Forum Moderators: Robert Charlton & goodroi
Actually, the text isn't EXACTLY the same -- first post is a rough draft, then it is edited/revised and posted again. After that it's one more time corrected and the final copy is posted as the last message. So there are 3-5 copies of almost the same text and each only slightly differs from one another.
Will Google penalize for such "duplicate" content on the same page? Will it be harder to rank on such page?
It sounds really strange for the visitors, too. Are you sure the application is configured correctly? I can't see why anyone would want various versions all to be made live.
Students posts their articles and ask us to correct it for grammatical mistakes, word usage, content etc. So let's say student writes this sentence:
"I like rading books and walking in park."
Then I post a corrected sentence:
"I like reading books and walking in the park."
Then student asks if this sentence would be good too:
"I like to read books and to walk in the park."
Then I reply yes, but he could also consider:
"I like reading and walking."
etc.
Students usually posts the whole story/essay so you can imagine there would be a lot of duplicate content. But in order to show the learning process and from usability point of view, I haven't come up with a better way than to show all messages. But then Google may think it's spamming or something..
So maybe there's a better idea after all? One option would be to delete first drafts and only leave the final draft, but then I'm sure it would not be good for visitors and the site's purpose would be broken as then students wouldn't have a chance to learn anything from it.
I am thinking of one other approach that would avoid any of those issues.
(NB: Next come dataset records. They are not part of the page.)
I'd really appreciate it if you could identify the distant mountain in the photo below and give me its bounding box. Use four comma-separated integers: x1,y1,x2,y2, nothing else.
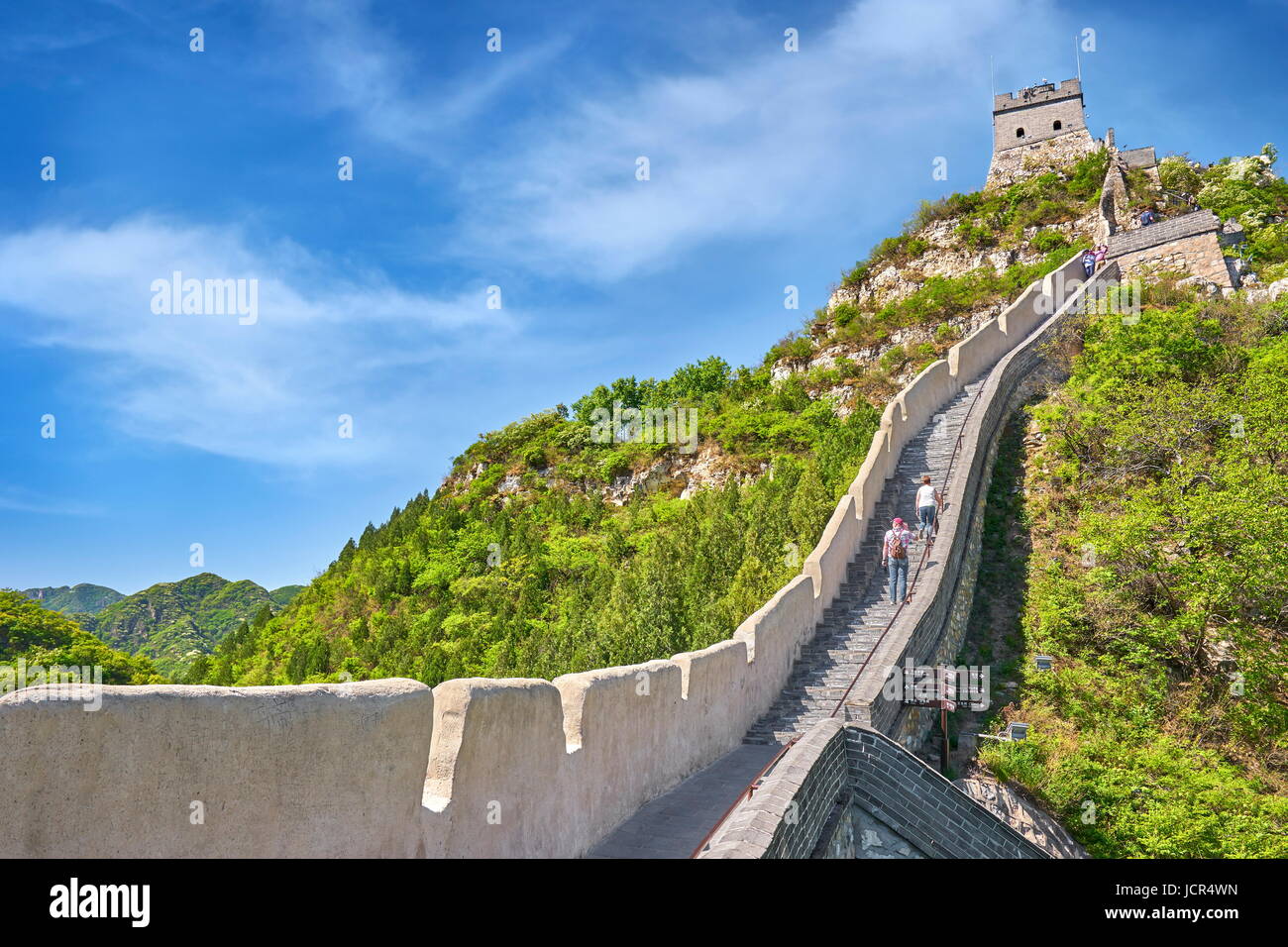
23,573,304,678
268,585,304,608
0,586,163,684
22,582,122,614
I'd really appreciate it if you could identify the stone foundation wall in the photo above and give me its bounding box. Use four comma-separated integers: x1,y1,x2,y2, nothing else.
984,129,1104,191
1118,224,1234,288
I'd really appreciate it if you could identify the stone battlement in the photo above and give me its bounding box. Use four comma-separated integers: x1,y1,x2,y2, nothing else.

Only publish the original version on the main url, but still have all the edits visible in the same window - from an iframe. Then use a noindex robots meta (or even a robots.txt exclusion) for the url that is in the iframe.
I'm having a conceptual problem, though, about what is is that you want to be ranking. Using your example, "I like rading books and walking in park" and 500-1000 more words on the topic, it's not clear that ranking on the example being worked on is itself going to be very helpful. You're probably not going to rank on rading/raiding/reading books or on walking in the park etc, nor do I think that should be your goal.
What you might want to rank on, I'm thinking, is an optimized description of, say, a step in your lesson plan that might introduce your example. I'm just guessing here, of course, about what your goals are... but I trust you see where I'm coming from.
I don't know whether you include this kind of pedagogical material with each example. If you do, it might make sense to have just this on the page, and then put both the example and the discussion in an iframe. Again, it completely depends on your goals.